To demonstrate its power, let’s create another script that collects the call-stack every time the application writes to the LastErrorValue
in the current thread’s environment block:
- Iterate over every memory write access to
&@$teb->LastErrorValue
, - Travel to the destination, dump the current call-stack,
- Display the results.
'use strict';
function initializeScript() {
return [new host.apiVersionSupport(1, 3)];
}
function invokeScript() {
const logln = p => host.diagnostics.debugLog(p + '\n');
const CurrentThread = host.currentThread;
const CurrentSession = host.currentSession;
const Teb = CurrentThread.Environment.EnvironmentBlock;
const LastErrorValueOffset = Teb.targetType.fields.LastErrorValue.offset;
const LastErrorValueAddress = Teb.address.add(LastErrorValueOffset);
const Callstacks = new Set();
for(const Access of CurrentSession.TTD.Memory(
LastErrorValueAddress, LastErrorValueAddress.add(8), 'w'
)) {
Access.TimeStart.SeekTo();
const Callstack = Array.from(CurrentThread.Stack.Frames);
Callstacks.add(Callstack);
}
for(const Callstack of Callstacks) {
for(const [Idx, Frame] of Callstack.entries()) {
logln(Idx + ': ' + Frame);
}
logln('----');
}
}
Note that there are more TTD specific objects you can use to get information related to events that happened in a trace, the lifetime of threads, so on. All of those are documented on the “Introduction to Time Travel Debugging objects” page.
0:000> dx @$curprocess.TTD.Lifetime
@$curprocess.TTD.Lifetime : [F:0, 1F4B:0]
MinPosition : F:0 [Time Travel]
MaxPosition : 1F4B:0 [Time Travel]
0:000> dx @$curprocess.Threads.Select(p => p.TTD.Position)
@$curprocess.Threads.Select(p => p.TTD.Position)

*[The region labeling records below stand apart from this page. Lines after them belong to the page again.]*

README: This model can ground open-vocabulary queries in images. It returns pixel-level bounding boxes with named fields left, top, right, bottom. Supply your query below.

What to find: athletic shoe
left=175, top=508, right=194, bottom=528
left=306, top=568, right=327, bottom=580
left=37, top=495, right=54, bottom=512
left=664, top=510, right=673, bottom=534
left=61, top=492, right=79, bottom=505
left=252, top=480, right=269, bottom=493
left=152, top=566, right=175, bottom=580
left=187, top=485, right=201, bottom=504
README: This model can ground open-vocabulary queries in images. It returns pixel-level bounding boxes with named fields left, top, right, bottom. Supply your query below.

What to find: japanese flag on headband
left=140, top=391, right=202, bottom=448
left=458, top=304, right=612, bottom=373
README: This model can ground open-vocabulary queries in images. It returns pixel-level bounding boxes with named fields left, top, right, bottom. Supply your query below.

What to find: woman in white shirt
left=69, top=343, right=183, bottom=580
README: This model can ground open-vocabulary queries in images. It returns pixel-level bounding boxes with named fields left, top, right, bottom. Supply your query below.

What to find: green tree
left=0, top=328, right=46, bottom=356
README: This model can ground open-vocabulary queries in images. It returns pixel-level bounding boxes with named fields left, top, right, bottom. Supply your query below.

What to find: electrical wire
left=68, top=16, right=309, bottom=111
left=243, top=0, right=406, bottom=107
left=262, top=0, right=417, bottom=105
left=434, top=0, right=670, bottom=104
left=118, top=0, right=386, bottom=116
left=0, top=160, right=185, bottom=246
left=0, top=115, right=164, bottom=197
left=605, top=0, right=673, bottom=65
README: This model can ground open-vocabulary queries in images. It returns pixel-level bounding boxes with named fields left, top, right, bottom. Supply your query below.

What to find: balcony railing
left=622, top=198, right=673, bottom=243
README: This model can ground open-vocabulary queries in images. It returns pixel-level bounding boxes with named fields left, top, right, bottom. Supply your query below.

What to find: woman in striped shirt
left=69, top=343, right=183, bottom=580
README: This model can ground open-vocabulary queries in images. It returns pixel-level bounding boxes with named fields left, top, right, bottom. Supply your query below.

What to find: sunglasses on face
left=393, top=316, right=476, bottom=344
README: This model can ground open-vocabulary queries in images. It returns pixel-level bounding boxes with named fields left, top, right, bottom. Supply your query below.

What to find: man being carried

[0x194] : 1E21:104 [Time Travel]
[0x7e88] : 717:1 [Time Travel]
[0x5fa4] : 723:1 [Time Travel]
[0x176c] : B58:1 [Time Travel]
[0x76a0] : 1938:1 [Time Travel]
Wrapping up
Time Travel Debugging is a powerful tool for security software engineers and can also be beneficial for malware analysis, vulnerability hunting, and performance analysis. We hope you found this introduction to TTD useful and encourage you to use it to create execution traces for the security issues that you are finding. The trace files generated by TTD compress very well; we recommend to use 7zip (usually shrinks the file to about 10% of the original size) before uploading it to your favorite file storage service.
Axel Souchet
Microsoft Security Response Center (MSRC)
FAQ
Can I edit memory during replay time?
No. As the recorder only saves what is needed to replay a particular execution path in your program, it doesn’t save enough information to be able to re-simulate a different execution.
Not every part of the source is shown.